Ruby ships two just-in-time compilers, both written in Rust and both linked statically into the interpreter at build time:

  • YJIT (yjit/) — Yet-Another-JIT. A method-based JIT that uses Lazy Basic Block Versioning. Production-grade since Ruby 3.2 (when it was rewritten from C to Rust). Targets x86_64 and arm64.
  • ZJIT (zjit/) — A newer JIT with a higher-level IR (HIR/LIR) and an offline-style optimizer. Under heavy active development as of this snapshot.

Both JITs are optional — pick at configure time:

./configure --enable-yjit --enable-zjit

At runtime, pick at most one with --yjit or --zjit. They observe iseqs running in the VM and, when one becomes hot, generate native machine code that the VM jumps into instead of interpreting.

graph LR
    iseq[Compiled iseq] -->|interpret| vm[VM dispatch loop]
    vm -->|hot threshold| trigger[JIT trigger]
    trigger -->|--yjit| yjit[YJIT codegen]
    trigger -->|--zjit| zjit[ZJIT codegen]
    yjit -->|machine code| jit_call[JIT entry]
    zjit -->|machine code| jit_call
    jit_call -->|on side exit| vm

The shared host code:

  • The build orchestrates Rust via yjit/yjit.mk and zjit/zjit.mk, called from the main Makefile.
  • Cargo.toml at the repo root is a workspace containing yjit, zjit, and a tiny jit crate.
  • yjit.c / zjit.c are the C entry points; everything beyond them is Rust.
  • yjit.h / zjit.h declare the C-callable interface.
  • yjit.rb / zjit.rb provide Ruby-level introspection (RubyVM::YJIT.runtime_stats, RubyVM::ZJIT.dump_*).

Pages in this section

Page Topic
yjit.md Lazy basic-block versioning JIT
zjit.md IR-driven JIT

History

The journey to Ruby's current JIT story:

  • 2.6 (Dec 2018): MJIT — a process-based JIT that wrote C and shelled out to GCC/Clang. Modest speedups; high startup cost.
  • 3.1 (Dec 2021): YJIT merged, originally written in C, by Maxime Chevalier-Boisvert at Shopify.
  • 3.2 (Dec 2022): YJIT rewritten in Rust. First Rust code in CRuby. MJIT begins deprecation.
  • 3.3 (Dec 2023): MJIT replaced by RJIT (a Ruby-implemented JIT, also experimental). RJIT later removed.
  • 3.4 / 4.0 (Dec 2024 / 2025): ZJIT lands.

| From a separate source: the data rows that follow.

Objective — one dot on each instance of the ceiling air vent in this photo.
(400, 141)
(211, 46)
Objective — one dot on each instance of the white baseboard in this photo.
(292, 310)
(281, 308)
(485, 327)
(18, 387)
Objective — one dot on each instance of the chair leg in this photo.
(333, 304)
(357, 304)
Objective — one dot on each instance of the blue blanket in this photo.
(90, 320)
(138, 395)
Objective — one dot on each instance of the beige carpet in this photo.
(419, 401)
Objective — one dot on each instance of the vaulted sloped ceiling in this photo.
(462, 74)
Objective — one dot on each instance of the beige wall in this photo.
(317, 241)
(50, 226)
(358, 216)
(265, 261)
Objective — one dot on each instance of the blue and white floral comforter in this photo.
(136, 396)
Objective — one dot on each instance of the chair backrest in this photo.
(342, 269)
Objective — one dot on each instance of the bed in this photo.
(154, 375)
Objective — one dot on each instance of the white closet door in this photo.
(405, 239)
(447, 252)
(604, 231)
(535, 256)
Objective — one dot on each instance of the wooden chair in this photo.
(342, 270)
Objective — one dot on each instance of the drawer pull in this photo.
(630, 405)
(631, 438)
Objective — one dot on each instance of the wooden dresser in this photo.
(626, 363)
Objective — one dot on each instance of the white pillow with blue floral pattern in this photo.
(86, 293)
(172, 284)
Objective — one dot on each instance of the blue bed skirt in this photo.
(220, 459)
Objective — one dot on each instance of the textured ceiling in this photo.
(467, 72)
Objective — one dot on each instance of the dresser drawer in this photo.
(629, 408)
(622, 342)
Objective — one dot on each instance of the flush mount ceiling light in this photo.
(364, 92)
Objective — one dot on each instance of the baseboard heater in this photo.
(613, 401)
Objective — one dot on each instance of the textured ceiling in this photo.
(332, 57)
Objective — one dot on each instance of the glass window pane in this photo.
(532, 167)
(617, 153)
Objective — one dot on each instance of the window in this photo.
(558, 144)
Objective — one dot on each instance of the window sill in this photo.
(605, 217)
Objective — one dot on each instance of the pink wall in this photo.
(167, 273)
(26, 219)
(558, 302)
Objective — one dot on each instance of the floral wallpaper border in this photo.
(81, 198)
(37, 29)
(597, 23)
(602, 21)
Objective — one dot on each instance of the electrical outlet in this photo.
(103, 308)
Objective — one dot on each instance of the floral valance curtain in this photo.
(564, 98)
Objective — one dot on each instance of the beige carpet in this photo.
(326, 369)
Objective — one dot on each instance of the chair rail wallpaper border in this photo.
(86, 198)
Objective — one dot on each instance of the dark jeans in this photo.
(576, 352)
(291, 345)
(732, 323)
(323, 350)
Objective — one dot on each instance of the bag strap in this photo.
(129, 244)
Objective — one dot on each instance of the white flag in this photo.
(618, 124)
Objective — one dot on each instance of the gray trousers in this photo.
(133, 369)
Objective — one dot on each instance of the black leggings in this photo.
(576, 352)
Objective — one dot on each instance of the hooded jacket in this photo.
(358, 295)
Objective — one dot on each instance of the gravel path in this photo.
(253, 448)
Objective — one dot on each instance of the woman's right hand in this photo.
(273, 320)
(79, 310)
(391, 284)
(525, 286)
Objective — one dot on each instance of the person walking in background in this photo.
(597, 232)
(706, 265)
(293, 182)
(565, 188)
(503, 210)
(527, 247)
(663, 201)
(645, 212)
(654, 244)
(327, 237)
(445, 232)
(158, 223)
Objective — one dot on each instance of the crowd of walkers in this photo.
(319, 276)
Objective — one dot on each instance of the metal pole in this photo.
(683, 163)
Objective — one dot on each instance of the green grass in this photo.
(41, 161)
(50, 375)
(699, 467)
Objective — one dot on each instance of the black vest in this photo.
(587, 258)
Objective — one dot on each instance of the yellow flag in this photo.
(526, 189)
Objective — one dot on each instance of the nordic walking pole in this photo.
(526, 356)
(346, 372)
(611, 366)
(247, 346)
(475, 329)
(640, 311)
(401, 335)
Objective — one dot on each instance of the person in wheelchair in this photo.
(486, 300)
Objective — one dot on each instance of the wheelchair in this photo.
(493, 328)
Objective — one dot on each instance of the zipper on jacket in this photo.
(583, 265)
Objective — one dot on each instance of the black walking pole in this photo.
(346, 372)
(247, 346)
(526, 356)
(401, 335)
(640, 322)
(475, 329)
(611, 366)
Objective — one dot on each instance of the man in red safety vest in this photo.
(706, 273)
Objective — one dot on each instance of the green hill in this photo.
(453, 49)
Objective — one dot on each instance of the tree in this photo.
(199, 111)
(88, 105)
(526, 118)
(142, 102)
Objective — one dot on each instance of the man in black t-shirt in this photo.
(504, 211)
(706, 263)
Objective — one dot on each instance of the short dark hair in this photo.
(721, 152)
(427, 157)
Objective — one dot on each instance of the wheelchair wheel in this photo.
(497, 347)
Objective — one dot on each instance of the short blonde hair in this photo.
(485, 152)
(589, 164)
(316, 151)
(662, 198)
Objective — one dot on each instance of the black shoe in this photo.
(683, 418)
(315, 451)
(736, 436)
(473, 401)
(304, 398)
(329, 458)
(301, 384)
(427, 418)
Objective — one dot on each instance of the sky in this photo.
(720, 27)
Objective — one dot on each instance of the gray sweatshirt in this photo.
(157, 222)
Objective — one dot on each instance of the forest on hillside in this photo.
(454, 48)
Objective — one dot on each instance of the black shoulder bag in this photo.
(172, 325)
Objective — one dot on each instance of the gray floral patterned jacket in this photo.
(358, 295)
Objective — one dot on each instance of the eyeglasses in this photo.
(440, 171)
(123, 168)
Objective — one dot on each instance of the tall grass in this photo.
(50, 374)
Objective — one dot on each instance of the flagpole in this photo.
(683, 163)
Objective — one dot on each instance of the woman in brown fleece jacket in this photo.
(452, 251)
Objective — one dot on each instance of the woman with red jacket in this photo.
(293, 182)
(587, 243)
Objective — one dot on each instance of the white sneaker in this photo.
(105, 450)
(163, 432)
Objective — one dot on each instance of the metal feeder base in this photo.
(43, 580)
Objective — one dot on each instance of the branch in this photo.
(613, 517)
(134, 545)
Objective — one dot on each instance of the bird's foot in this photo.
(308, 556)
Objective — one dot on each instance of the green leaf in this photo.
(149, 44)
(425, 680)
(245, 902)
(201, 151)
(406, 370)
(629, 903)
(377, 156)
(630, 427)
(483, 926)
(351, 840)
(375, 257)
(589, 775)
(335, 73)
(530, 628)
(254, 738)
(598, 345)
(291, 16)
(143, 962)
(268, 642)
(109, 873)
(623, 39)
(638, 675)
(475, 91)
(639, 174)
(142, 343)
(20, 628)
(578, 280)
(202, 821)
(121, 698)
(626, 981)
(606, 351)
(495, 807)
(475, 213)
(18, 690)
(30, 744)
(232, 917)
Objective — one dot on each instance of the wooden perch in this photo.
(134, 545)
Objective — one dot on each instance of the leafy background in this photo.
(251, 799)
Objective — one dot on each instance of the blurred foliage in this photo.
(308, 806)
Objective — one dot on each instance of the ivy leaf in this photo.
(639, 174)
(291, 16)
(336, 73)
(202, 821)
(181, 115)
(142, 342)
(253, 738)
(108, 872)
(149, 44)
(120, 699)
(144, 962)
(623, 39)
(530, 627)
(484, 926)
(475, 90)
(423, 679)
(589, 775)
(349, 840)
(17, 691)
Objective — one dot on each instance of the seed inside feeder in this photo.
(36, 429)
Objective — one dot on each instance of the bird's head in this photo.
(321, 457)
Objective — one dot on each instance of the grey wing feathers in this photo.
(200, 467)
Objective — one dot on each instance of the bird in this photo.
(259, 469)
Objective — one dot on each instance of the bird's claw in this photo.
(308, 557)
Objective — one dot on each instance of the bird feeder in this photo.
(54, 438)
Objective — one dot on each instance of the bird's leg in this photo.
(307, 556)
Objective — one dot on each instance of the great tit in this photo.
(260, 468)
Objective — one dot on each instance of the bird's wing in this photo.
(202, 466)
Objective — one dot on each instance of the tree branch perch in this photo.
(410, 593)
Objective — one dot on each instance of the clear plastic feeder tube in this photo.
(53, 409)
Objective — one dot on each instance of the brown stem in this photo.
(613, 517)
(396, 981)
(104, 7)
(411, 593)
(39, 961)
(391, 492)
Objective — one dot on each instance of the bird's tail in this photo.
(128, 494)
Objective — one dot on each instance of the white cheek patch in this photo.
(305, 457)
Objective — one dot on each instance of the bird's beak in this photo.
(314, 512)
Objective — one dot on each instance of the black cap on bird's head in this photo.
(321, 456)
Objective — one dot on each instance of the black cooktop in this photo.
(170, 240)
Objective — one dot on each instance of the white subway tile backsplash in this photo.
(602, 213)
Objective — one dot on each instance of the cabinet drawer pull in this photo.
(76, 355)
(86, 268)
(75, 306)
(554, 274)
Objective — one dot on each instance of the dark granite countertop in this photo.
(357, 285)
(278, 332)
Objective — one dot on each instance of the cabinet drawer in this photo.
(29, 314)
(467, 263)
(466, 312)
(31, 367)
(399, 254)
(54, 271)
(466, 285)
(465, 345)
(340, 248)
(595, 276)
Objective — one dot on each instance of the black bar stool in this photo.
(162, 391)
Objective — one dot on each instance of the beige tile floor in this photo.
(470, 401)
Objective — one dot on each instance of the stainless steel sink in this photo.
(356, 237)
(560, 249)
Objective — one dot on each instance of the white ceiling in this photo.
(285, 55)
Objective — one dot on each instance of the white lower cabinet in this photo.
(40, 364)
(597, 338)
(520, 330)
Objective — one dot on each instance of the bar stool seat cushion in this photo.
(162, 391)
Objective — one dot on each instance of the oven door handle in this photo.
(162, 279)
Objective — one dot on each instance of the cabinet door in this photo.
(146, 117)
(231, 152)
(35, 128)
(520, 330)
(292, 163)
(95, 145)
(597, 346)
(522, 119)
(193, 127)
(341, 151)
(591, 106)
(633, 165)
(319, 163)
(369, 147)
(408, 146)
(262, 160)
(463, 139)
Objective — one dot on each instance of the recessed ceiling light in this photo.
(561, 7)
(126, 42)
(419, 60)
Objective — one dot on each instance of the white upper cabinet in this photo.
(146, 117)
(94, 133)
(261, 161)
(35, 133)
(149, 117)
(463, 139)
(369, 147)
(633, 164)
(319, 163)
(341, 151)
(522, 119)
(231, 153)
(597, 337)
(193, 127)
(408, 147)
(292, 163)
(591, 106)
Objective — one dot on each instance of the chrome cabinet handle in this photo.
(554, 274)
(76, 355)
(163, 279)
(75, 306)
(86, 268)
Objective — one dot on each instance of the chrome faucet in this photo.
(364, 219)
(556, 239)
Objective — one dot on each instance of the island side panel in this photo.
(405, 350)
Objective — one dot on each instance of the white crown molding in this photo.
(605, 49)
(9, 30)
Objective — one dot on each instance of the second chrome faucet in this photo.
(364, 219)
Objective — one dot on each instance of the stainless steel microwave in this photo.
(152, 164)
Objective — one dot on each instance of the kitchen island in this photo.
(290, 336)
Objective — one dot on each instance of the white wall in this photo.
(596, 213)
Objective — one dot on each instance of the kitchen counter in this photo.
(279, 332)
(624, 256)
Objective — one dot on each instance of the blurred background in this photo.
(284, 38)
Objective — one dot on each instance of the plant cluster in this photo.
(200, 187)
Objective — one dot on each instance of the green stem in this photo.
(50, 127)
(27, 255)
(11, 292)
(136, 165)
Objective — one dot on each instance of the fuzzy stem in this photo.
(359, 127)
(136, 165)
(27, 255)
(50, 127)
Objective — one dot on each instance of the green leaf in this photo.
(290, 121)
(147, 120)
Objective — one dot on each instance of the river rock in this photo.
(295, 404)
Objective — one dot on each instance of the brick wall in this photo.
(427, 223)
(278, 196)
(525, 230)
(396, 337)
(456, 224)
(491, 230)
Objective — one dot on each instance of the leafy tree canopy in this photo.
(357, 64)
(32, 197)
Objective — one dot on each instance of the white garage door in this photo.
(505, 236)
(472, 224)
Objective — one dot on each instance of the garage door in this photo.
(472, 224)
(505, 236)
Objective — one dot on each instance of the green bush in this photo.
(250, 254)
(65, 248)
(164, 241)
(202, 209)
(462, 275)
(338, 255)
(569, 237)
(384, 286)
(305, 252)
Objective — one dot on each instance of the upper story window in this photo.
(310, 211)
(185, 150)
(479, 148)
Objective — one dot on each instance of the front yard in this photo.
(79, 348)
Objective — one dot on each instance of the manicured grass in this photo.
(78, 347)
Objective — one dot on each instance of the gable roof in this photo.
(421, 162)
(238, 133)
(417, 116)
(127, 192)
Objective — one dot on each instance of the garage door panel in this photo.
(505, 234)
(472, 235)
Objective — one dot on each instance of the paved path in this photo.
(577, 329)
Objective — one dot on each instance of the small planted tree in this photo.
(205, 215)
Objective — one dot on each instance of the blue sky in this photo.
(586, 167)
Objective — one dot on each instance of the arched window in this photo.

This is the first time CRuby has shipped two JITs in parallel.

Choosing a JIT

Use YJIT if Use ZJIT if
You want a stable, mature JIT with years of production use You're testing the bleeding edge
Your workload is method-call-heavy with relatively stable types Your workload benefits from cross-method optimization
You're on a release before ZJIT is GA You want to give feedback on the next-gen design

Most users today should reach for --yjit.